The ECB's economists expect inflation to fall back to the central bank's target next year, but policymakers remain concerned about big rises in services prices. Services inflation inched down in November, but likely remains too strong for the comfort of rate setters.

"For a sustainable decline of inflation to our 2% target, we need to see services inflation come down," ECB executive board member Isabel Schnabel said this week.

The pickup in the inflation rate in November could make the central bank's policymakers reluctant to move more aggressively to lower borrowing costs.

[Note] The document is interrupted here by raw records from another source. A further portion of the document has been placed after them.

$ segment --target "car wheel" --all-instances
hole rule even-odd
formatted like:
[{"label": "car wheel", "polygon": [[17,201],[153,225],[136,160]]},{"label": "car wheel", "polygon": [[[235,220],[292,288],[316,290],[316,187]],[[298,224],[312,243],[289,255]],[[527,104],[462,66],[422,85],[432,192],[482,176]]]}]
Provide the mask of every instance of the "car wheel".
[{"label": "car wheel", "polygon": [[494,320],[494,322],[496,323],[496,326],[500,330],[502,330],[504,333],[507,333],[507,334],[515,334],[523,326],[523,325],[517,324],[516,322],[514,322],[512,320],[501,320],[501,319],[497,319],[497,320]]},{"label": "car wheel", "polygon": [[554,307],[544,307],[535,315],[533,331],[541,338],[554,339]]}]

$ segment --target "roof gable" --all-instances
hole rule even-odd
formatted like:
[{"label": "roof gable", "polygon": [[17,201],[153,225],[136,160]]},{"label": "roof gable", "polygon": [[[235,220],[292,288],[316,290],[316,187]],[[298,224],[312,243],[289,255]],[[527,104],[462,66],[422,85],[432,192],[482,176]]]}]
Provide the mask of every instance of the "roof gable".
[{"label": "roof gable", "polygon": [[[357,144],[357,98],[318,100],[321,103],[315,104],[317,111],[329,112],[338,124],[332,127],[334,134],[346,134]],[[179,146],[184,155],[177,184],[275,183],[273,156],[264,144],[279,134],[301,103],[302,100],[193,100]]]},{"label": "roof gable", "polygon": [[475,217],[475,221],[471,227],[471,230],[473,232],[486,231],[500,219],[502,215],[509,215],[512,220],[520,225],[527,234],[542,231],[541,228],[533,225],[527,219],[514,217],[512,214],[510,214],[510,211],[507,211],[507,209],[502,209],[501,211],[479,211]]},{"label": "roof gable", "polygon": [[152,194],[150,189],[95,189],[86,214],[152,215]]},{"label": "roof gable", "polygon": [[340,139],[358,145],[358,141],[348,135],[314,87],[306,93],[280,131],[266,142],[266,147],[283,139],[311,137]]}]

But with the eurozone economy struggling to get any wind in its sails, investors are betting that a cut to interest rates remains the most likely outcome at December's policy meeting.

The bank this year set out on a path of gradually lowering interest rates toward their neutral point, or the level at which they no longer act as a braking force on investment and economic activity. That level is held by policymakers to be between 2% and 3%, compared with the current 3.25% deposit rate. Still, some eurozone central bankers have suggested the ECB may need to bring rates below neutral in order to encourage activity, though that would risk bringing about a fresh spike in inflation.

The bank should keep its options open as to the size of December's rate reduction, Bank of France Governor Francois Villeroy de Galhau said in a speech in Paris on Thursday, suggesting the possibility of a stronger cut of half a point, rather than a quarter. Undershooting inflation remains a danger for the eurozone, Villeroy said.

"The European economy is achieving a soft landing, but a take-off is not yet in sight," he said.

A fall in services prices ahead should drive the bank to cut rates more than markets currently expect, said Jack Allen-Reynolds, an economist covering the eurozone at Capital Economics.

"Bigger cuts will be on the cards sooner or later," he said in a note to investors.

Pressures on growth in the eurozone include the threat of a trade conflict with the U.S. following the election of former president Donald Trump to a second term in the White House. Whether tariffs will be applied to European imports, and of what stripe, remains uncertain and their eventual effects a matter of debate.

Fluctuations in energy prices saw inflation run above target in major eurozone economies including Germany and Spain this month. But in France, prices rose below 2% for a third straight month as its economy sputters.

Some ECB rate setters, including Villeroy, don't expect tariffs to have a major impact on prices in Europe. But the bank's president Christine Lagarde has warned a trade war is likely, if anything, to cause a slight upward impact on inflation in the near term.

"But you could argue both ways; it depends what the tariffs are, what they are applied on and over what period of time," she told the Financial Times in an interview published this week.

Most investors are expecting the ECB to cut rates by a quarter point next month, according to LSEG Refinitiv data. A minority, however, anticipate a bolder half-point cut against a backdrop of rising tariff threats and disappointing business surveys set out last week. Those surveys suggested activity is stagnating in the eurozone and that firms, fearing a chill on their business from an icier global trade background, are shedding staff, fuelling concern the 20-member currency union could slide into a winter recession.

Monetary policy should indeed avoid choking off activity, ECB chief economist Philip Lane said this week.

"Otherwise, the economy will not grow sufficiently and inflation will, I believe, fall below the target," he said in an interview with French daily Les Echos.